The goal is not perfect human-readable pieces. The goal is efficient, stable, and useful segmentation for the model’s training distribution.

### Subword Methods and Model Architecture

Tokenization interacts with architecture.

A tokenizer that produces longer sequences increases attention cost. For a transformer, standard self-attention has cost roughly proportional to

$$
T^2.
$$

Thus a tokenizer with poor compression can significantly increase training and inference cost.

A tokenizer with a large vocabulary increases the cost of embeddings and output logits.

The output logits for a batch have shape

$$
[B,T,|V|].
$$

When $|V|$ is large, the final linear layer and softmax can become expensive.

This is why tokenizer choice must be considered part of model design, not merely preprocessing.

### Practical PyTorch Workflow

In a PyTorch language model project, tokenization usually happens before tensors enter the model.

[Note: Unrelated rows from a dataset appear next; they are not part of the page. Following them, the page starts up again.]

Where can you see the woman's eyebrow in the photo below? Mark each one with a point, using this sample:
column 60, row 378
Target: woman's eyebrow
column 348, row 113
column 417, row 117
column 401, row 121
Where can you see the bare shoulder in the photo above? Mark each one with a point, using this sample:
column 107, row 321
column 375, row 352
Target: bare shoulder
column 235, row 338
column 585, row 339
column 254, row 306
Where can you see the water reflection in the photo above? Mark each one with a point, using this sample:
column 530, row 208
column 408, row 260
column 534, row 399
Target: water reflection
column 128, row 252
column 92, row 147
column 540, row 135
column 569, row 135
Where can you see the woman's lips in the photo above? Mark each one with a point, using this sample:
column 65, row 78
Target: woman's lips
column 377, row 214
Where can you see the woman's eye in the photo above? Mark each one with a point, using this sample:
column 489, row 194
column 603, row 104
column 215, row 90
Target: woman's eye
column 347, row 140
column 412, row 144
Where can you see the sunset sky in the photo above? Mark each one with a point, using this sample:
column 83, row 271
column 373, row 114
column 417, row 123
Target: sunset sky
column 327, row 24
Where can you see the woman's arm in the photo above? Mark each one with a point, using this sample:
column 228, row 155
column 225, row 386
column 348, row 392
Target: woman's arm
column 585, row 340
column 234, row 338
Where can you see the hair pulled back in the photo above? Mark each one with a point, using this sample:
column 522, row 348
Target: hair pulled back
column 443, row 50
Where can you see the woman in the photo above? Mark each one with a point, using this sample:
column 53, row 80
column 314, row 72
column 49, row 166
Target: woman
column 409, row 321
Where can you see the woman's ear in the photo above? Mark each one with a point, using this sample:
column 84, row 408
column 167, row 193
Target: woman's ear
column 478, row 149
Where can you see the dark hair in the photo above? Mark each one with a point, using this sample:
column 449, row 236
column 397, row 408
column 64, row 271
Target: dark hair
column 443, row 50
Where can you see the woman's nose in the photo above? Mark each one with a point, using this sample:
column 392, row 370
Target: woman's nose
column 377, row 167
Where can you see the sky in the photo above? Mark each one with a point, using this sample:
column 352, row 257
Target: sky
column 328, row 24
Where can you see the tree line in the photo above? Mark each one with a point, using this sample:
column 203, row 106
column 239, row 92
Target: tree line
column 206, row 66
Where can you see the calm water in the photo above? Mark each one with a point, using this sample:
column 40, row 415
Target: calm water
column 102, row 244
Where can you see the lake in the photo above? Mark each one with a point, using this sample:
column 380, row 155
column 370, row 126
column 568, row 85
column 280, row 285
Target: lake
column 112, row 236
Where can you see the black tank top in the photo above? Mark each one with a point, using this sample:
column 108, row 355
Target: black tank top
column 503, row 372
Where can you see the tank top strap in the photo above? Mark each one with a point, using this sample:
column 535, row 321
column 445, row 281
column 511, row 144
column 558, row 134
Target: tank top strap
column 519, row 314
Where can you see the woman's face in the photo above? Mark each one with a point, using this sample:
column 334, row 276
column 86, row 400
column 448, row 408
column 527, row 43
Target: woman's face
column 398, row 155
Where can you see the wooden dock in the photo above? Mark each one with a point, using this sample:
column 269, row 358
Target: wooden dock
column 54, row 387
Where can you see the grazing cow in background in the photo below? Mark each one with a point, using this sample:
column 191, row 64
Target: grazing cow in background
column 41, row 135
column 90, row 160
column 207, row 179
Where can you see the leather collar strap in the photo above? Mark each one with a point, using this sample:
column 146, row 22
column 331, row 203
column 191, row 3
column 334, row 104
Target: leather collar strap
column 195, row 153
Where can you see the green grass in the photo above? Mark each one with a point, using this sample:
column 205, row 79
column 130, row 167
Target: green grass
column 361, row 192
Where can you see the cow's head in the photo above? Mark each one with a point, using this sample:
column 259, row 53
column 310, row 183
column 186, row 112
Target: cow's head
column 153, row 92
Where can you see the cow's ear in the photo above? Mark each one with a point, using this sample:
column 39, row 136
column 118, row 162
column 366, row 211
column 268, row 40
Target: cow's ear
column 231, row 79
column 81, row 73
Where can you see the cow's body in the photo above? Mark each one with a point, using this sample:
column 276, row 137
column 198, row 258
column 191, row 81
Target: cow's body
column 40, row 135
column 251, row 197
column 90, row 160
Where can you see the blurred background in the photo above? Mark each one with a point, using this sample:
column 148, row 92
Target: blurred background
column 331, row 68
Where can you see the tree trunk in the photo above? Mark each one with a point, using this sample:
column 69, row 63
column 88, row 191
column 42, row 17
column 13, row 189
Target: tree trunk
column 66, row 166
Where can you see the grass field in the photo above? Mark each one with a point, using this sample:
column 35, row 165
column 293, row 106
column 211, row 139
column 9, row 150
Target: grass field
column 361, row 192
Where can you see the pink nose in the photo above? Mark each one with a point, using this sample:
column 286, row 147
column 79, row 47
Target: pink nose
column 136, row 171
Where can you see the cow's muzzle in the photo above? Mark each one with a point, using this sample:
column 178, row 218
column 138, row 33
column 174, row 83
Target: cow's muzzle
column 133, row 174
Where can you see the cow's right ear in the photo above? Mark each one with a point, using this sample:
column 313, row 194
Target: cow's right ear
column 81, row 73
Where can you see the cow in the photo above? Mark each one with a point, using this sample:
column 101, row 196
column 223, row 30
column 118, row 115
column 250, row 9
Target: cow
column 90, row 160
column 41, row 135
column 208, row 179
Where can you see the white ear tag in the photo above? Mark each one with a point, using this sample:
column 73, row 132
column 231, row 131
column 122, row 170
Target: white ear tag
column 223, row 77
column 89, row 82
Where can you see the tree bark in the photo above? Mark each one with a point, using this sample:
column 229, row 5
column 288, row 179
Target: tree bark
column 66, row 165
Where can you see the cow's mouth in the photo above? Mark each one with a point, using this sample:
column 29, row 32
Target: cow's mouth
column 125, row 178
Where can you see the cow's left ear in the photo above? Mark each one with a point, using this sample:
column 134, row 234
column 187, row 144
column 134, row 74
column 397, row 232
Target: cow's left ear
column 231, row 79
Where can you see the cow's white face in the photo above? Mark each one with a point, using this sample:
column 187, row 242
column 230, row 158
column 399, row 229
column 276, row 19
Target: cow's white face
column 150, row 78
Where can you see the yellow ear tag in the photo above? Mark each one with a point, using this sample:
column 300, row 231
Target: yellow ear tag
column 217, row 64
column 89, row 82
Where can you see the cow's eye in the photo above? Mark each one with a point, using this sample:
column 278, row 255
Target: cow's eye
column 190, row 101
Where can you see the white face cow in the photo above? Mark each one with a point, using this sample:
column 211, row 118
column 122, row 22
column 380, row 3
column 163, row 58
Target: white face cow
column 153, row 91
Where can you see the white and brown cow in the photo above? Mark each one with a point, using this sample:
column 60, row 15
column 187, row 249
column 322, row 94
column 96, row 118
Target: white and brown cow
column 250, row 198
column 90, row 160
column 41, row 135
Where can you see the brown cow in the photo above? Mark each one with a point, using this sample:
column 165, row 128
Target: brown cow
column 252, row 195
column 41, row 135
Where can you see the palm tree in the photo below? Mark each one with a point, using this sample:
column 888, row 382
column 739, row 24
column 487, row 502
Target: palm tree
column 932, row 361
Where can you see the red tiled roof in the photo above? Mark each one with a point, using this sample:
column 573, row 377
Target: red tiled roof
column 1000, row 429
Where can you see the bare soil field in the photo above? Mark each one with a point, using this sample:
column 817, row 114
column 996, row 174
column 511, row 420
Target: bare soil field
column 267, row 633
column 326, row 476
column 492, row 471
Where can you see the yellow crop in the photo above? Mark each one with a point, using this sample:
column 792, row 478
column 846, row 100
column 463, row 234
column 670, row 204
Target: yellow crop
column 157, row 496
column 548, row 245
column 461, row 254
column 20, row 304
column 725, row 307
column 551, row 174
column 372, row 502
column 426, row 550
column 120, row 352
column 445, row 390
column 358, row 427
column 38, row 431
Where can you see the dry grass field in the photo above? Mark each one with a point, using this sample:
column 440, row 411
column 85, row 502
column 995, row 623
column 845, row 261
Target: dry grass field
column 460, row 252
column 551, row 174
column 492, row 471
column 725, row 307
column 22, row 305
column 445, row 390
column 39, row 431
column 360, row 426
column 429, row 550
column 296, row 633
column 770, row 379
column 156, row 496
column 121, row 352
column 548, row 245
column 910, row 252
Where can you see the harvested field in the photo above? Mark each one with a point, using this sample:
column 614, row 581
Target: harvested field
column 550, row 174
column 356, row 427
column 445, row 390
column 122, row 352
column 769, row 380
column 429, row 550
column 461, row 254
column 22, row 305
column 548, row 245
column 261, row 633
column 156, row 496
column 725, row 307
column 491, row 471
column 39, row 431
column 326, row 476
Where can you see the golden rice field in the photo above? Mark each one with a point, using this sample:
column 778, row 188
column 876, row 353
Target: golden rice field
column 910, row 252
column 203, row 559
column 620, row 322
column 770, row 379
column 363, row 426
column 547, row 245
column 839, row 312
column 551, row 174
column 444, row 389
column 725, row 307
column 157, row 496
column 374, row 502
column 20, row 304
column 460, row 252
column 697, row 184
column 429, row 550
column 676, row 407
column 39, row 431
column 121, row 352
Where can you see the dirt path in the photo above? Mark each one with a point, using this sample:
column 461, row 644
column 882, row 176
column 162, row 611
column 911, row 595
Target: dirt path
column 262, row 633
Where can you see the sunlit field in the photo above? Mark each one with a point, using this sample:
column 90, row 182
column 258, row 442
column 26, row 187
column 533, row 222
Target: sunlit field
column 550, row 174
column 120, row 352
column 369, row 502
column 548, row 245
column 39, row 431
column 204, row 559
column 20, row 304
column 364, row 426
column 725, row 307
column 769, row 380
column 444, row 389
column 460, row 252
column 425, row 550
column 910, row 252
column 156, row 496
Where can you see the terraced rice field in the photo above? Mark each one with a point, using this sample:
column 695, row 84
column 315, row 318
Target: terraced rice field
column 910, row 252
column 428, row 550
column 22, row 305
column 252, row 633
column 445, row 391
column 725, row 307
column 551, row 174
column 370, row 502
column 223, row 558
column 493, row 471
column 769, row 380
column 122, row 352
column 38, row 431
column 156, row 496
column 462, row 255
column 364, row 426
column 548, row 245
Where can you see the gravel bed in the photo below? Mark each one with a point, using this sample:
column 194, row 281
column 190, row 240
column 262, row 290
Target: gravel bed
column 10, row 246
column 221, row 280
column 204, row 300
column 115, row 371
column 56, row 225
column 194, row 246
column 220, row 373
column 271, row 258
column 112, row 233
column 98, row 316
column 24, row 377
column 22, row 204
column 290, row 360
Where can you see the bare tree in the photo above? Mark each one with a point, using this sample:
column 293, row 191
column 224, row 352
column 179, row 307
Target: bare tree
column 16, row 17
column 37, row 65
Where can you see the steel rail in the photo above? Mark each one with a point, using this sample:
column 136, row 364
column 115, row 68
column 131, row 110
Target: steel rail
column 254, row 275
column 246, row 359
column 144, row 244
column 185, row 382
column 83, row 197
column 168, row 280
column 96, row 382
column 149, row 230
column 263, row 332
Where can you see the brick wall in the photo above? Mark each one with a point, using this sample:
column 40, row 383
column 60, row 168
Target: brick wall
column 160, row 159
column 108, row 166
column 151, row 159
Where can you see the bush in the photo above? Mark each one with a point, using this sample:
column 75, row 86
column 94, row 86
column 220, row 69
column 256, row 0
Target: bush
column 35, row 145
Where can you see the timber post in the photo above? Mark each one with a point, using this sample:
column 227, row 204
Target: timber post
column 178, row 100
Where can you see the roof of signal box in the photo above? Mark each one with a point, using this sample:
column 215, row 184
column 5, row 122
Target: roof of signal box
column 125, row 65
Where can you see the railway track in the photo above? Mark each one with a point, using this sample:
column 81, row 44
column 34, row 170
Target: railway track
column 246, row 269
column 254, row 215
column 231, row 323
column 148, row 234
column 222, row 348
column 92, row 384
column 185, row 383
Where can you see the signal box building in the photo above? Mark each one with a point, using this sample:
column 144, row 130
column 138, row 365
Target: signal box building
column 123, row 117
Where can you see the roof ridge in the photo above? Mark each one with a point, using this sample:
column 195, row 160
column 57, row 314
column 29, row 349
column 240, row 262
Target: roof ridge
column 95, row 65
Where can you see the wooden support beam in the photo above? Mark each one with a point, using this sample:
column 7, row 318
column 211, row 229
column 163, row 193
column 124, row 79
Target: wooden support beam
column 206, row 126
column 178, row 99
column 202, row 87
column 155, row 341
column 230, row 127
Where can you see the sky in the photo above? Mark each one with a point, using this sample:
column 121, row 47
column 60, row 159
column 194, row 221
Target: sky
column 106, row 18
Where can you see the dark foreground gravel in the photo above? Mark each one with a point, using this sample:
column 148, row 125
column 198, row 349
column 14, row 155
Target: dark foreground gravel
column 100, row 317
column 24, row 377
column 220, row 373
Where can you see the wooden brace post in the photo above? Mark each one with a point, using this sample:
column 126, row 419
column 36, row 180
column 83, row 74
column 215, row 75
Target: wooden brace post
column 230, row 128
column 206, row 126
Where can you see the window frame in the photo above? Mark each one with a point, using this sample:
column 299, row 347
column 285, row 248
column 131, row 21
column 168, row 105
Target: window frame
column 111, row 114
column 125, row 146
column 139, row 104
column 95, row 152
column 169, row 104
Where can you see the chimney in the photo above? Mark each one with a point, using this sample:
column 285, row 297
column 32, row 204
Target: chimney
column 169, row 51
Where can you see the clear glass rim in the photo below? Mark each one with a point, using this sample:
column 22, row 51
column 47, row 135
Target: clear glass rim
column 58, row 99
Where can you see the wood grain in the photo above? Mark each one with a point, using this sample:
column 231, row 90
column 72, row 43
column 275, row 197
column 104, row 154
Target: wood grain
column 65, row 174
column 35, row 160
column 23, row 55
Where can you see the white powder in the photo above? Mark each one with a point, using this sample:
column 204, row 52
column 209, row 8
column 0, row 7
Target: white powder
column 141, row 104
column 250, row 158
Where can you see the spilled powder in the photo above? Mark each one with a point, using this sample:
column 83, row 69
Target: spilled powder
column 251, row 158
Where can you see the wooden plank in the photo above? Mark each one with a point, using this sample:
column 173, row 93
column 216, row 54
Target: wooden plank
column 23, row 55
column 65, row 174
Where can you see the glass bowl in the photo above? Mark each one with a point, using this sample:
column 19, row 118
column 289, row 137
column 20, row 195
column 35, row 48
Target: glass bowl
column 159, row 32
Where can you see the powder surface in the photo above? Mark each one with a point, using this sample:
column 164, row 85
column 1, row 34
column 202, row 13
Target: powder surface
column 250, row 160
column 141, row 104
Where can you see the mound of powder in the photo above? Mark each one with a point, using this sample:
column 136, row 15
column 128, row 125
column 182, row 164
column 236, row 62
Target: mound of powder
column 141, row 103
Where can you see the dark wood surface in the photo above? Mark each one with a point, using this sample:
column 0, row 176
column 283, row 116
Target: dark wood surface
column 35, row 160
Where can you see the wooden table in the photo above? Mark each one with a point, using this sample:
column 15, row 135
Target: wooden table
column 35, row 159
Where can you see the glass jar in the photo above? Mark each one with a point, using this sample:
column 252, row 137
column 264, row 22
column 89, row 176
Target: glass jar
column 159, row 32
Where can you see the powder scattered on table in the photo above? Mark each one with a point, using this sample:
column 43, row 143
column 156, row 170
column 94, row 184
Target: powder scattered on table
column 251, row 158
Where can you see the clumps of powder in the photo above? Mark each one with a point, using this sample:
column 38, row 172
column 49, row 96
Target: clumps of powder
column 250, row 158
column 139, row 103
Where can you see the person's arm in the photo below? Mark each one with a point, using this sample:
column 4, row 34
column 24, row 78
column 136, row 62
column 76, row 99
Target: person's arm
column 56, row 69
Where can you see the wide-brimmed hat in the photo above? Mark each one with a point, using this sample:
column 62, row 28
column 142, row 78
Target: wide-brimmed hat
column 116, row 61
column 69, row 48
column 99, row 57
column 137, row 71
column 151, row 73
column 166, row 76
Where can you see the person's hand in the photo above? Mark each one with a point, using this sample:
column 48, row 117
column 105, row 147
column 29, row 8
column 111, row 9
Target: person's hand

A typical dataset returns token IDs:

```python
import torch
from torch.utils.data import Dataset

class TokenDataset(Dataset):
    def __init__(self, texts, tokenizer, block_size):
        self.examples = []

        for text in texts:
            ids = tokenizer.encode(text)

            for i in range(0, len(ids) - block_size):
                chunk = ids[i:i + block_size + 1]
                self.examples.append(torch.tensor(chunk))

    def __len__(self):
        return len(self.examples)

    def __getitem__(self, idx):
        chunk = self.examples[idx]

        x = chunk[:-1]
        y = chunk[1:]

        return x, y
```

The model receives integer tensors:

```python
x, y = batch

# x: [B, T]
# y: [B, T]

logits = model(x)

# logits: [B, T, V]
```

The embedding layer maps token IDs to vectors:

```python
embedding = torch.nn.Embedding(vocab_size, hidden_dim)

h = embedding(x)

# h: [B, T, D]
```

The tokenizer defines `vocab_size`, and therefore determines the first and last layers of the model.

### Summary

Subword methods solve the open vocabulary problem by splitting rare text into reusable pieces. BPE builds tokens through frequent-pair merges. WordPiece uses likelihood-oriented subword construction and continuation markers. Unigram tokenization treats segmentation probabilistically and prunes a candidate vocabulary. SentencePiece provides a language-neutral framework for raw-text tokenization.

Subword tokenizer design affects sequence length, memory cost, multilingual quality, code modeling, numerical behavior, and model robustness. In modern deep learning systems, the tokenizer is part of the model’s architecture and deployment interface.